科学ライターがイチ推し! 人工知能(AI)映画『チャッピー』は日本でこそ作られるべき作品だった!?

■世界経済は人工知能中心で動いている

 日本ではSFの世界だと思われている人工知能=AIだが、世界はとっくに人工知能中心で動いている。ブログなどに流れるビッグデータを解析、投資判断を行う「AIファンド」をゴールドマンサックスが提供したり、生物の神経網を模した新しいネットワークで情報処理を行うディープラーニングの開発ベンチャーに7,000万ドルの資金が集まったり、IBMの人工知能ワトソンが食事のメニューを開発したりと、今、ビジネスの最優先事項はAIなのだ。
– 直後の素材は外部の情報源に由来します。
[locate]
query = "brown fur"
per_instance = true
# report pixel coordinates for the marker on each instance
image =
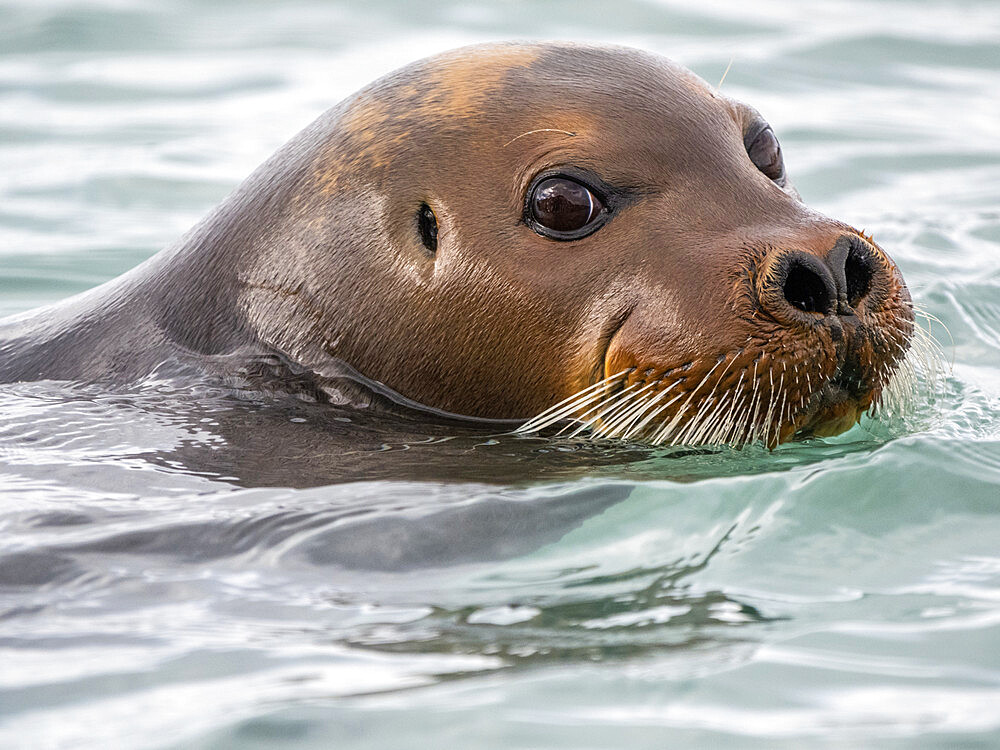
(317, 256)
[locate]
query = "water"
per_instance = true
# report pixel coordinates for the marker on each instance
(179, 570)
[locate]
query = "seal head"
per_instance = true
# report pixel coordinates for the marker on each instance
(545, 229)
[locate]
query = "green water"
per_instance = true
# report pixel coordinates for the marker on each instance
(492, 592)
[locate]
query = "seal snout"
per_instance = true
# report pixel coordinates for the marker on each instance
(806, 287)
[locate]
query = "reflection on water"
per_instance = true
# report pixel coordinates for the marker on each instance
(183, 568)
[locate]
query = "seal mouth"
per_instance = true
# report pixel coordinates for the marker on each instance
(835, 407)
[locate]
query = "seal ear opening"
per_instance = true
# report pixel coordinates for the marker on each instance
(427, 226)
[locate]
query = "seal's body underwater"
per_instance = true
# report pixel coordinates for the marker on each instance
(493, 230)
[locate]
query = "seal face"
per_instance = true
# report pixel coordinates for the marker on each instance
(505, 228)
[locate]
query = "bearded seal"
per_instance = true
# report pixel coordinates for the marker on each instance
(569, 231)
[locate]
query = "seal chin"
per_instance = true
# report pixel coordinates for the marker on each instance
(832, 410)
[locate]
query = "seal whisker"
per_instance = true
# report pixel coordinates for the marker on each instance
(671, 426)
(629, 415)
(568, 406)
(538, 130)
(602, 408)
(653, 414)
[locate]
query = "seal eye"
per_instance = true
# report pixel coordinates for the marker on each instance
(564, 209)
(427, 226)
(765, 153)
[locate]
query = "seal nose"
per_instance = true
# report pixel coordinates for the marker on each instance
(808, 284)
(834, 284)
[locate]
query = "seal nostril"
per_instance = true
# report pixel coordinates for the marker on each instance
(858, 273)
(805, 289)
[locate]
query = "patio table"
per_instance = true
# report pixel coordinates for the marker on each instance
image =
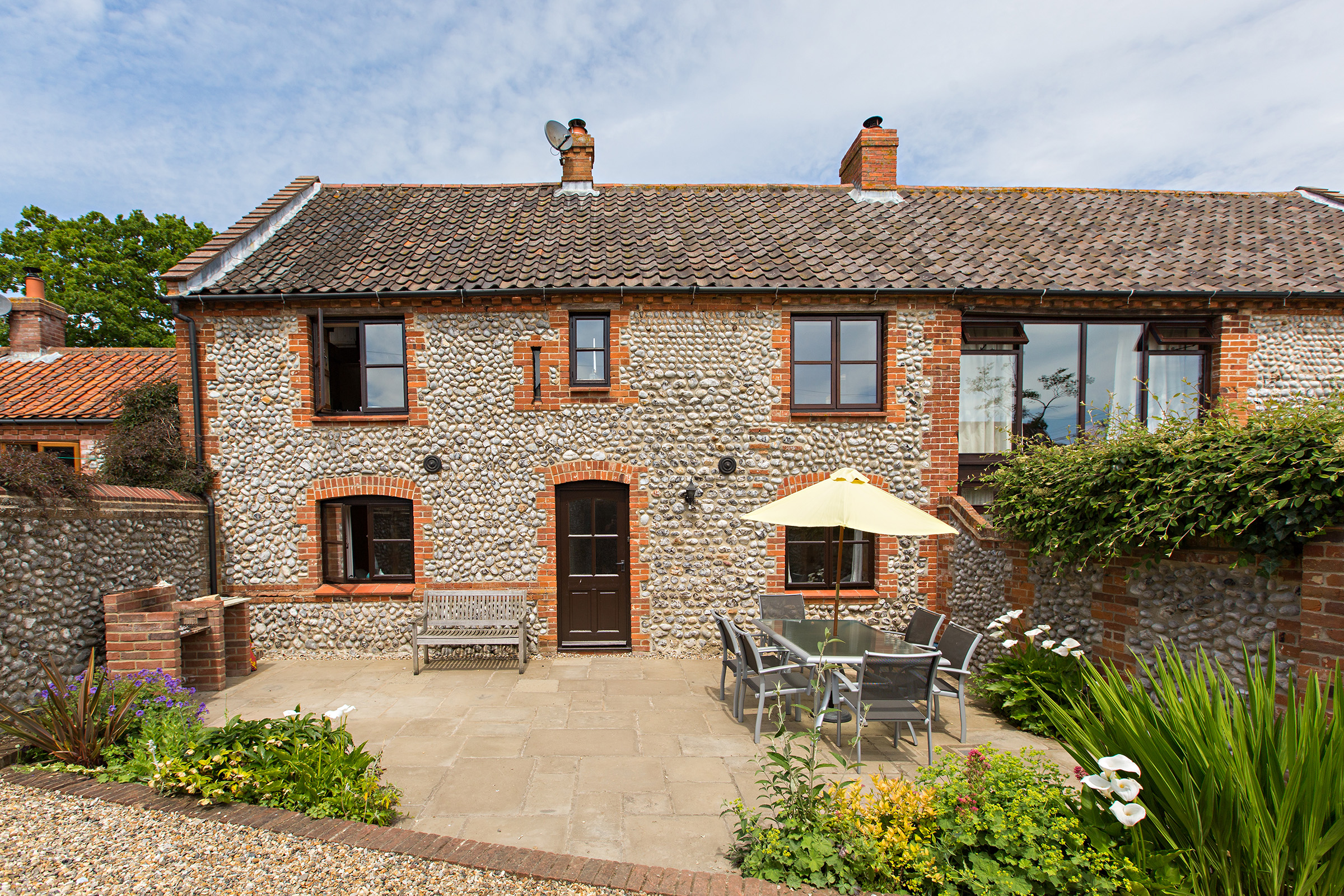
(803, 638)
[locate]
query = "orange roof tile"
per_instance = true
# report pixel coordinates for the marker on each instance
(80, 382)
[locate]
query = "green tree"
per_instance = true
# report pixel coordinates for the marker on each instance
(104, 273)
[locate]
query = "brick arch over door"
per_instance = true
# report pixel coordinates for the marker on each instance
(886, 582)
(548, 577)
(319, 491)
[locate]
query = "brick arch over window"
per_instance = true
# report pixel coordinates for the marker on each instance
(548, 577)
(319, 491)
(886, 584)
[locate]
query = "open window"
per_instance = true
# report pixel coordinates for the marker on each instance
(367, 539)
(811, 558)
(360, 366)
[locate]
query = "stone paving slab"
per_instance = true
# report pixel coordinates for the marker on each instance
(619, 758)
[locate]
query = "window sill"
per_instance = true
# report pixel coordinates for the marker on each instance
(394, 590)
(361, 418)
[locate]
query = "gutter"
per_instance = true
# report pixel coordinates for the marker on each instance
(199, 430)
(740, 291)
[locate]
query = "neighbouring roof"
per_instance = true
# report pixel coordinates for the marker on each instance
(402, 237)
(77, 382)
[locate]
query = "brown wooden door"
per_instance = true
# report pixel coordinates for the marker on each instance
(593, 564)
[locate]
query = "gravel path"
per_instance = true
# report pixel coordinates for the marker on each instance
(59, 844)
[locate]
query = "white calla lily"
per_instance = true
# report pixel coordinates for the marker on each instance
(1128, 814)
(1120, 762)
(1127, 789)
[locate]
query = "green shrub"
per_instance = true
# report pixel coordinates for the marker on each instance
(1033, 668)
(76, 722)
(1264, 487)
(1007, 824)
(1248, 792)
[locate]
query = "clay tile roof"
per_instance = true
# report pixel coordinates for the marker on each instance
(78, 383)
(398, 237)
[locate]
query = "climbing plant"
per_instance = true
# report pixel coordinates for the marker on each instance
(1264, 487)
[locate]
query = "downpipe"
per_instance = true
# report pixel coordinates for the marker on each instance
(199, 438)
 その流れを受けて、ここ数年、映画業界でも「AIや脳=記憶」をテーマにした作品が増えている。冴えない中年男が声だけのAIに恋するスパイク・ジョーンズの『her/世界でひとつの彼女』、女性型アンドロイドが全世界を破滅させる『Ex Machina』(日本未公開)などが相次いで公開されたが、今回紹介するニール・ブロムカンプの本作『チャッピー』もそのひとつだ。
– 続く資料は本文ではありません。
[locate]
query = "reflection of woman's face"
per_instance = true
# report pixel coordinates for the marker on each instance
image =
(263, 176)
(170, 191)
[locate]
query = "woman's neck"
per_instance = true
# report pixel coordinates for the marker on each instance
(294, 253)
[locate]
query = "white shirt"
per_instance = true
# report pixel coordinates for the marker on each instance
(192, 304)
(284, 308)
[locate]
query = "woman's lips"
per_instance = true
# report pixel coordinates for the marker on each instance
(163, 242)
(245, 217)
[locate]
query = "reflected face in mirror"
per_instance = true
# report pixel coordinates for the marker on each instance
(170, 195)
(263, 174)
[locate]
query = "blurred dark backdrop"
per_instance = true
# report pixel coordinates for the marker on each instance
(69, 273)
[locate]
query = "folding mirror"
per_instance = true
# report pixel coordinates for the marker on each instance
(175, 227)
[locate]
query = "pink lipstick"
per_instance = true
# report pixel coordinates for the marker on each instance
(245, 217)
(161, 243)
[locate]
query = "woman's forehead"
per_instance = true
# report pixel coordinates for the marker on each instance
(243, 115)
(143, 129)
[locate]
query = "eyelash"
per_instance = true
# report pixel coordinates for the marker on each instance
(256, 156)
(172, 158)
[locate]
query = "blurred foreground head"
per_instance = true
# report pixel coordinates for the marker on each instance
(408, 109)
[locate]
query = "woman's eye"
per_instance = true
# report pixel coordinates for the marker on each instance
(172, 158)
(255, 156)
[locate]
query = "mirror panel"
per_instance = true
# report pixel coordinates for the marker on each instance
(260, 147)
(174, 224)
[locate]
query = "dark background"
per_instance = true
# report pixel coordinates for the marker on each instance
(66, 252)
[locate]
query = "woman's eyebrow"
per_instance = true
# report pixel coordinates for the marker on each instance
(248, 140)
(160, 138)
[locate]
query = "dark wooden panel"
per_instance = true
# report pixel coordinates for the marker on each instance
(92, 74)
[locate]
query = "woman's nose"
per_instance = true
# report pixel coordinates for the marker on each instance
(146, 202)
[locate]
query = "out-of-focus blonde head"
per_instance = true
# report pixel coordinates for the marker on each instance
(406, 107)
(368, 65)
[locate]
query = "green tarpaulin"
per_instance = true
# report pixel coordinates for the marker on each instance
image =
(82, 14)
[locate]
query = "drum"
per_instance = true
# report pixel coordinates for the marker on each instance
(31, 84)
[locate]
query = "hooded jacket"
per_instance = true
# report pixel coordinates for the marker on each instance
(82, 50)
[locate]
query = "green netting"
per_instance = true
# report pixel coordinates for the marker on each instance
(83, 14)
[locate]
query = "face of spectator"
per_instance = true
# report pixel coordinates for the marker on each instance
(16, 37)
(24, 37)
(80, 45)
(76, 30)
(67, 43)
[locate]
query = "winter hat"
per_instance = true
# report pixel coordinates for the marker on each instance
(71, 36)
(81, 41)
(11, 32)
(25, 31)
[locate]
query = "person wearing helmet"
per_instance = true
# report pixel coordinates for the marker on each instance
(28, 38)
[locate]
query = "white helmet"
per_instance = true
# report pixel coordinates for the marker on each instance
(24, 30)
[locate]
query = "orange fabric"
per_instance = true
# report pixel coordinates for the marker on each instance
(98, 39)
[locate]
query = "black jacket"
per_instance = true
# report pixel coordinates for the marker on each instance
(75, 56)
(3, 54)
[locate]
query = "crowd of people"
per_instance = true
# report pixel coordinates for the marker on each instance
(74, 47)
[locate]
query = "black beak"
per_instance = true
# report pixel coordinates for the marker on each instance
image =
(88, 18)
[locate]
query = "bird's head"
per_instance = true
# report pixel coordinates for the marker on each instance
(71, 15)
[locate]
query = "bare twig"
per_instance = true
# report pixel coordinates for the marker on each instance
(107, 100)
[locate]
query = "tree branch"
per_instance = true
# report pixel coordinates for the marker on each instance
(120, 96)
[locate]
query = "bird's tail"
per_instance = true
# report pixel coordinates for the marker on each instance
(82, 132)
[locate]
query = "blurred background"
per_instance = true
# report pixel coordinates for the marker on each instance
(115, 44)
科学ライターがイチ推し! 人工知能(AI)映画『チャッピー』は日本でこそ作られるべき作品だった!?の画像2画像は『チャッピー』

 最近のAIをテーマにした作品が、総じてネットワーク社会の行き着く先のディストピアを暗示させるのに対して、チャッピーは実に素直というか、昔ながらのAIがテーマ。つまり起動時には赤ん坊であり、人間と触れ合うことで成長し、人間のような感情を持つようになるロボットが、人間とどう関わっていくのかがストーリーなのだ。


■機械が人間になる、寿命は5日間/あらすじ

 時代は近未来。世界最悪の治安と呼ばれる南アフリカ共和国・ヨハネスブルク(ブロムカンプ監督の出身地)では重犯罪に対抗するため、チタン製のボディのロボット警官=スカウトを投入、目覚ましい治安向上に成功していた。

 そして、スカウトを開発した天才技術者ディオンは、次世代OSとなるAIを開発する。人間と同じように感情を持ち、学習し、成長するプログラムだ。ディオンはスカウトにインストールすることを提案するが、上司に反対される。そこでひそかに破棄処分される1台のスカウトにAIをインストールするディオン。しかし、そのスカウトをギャングに盗まれてしまう。
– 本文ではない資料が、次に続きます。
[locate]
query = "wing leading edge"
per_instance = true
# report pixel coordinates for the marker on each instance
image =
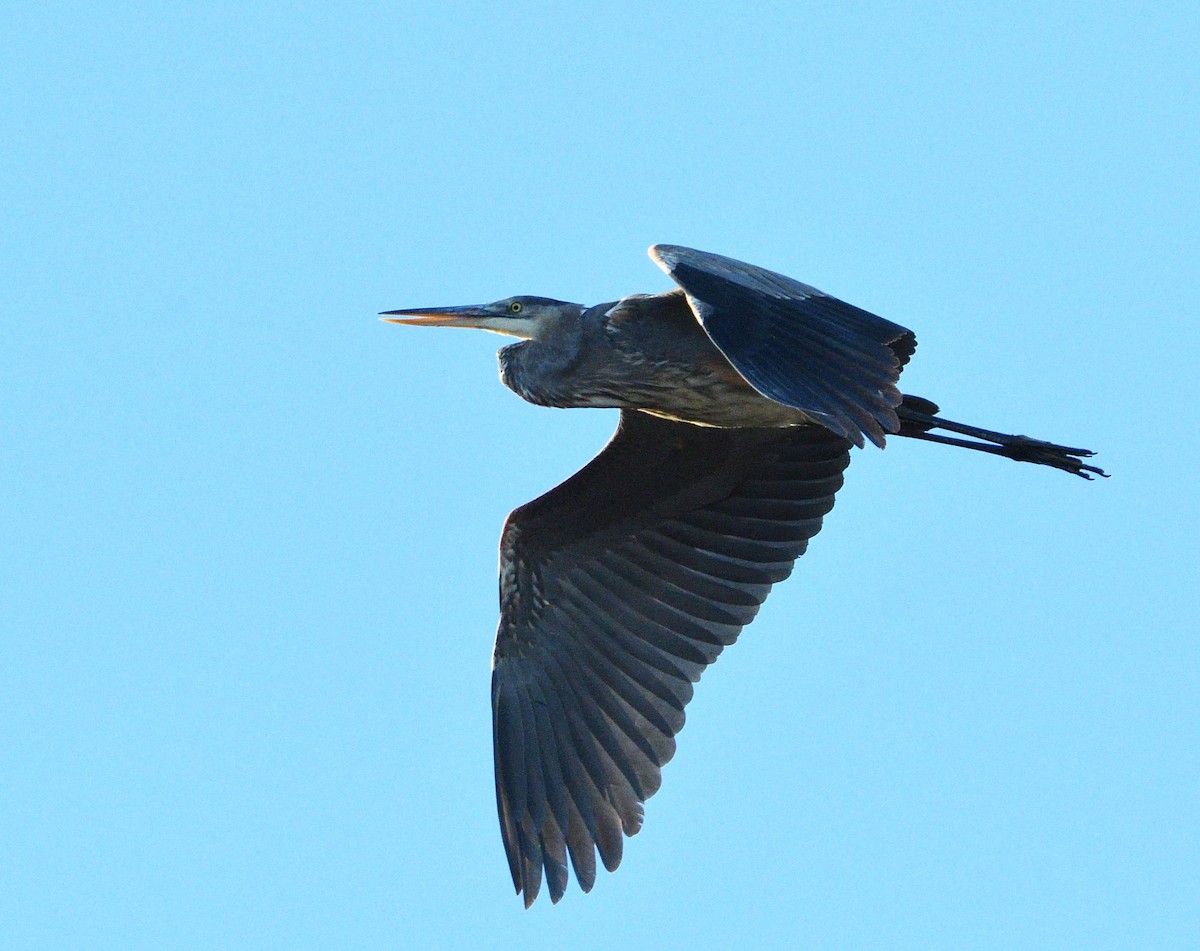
(617, 590)
(795, 344)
起動したスカウトは赤ん坊と同じで、環境から言葉や動作を覚えていく。ギャングにチャッピーと名付けられたスカウトは、ギャングとして成長していくが、バッテリーの破損により5日間しか寿命がない。命を知ったチャッピーとギャングたちに、ディオンのライバル、ヴィンセント(ヒュー・ジャックマンが好演!)が策略をめぐらす。ヴィンセントの作った戦闘ロボット「ムース」とチャッピーたちの壮絶な戦いの行方は――?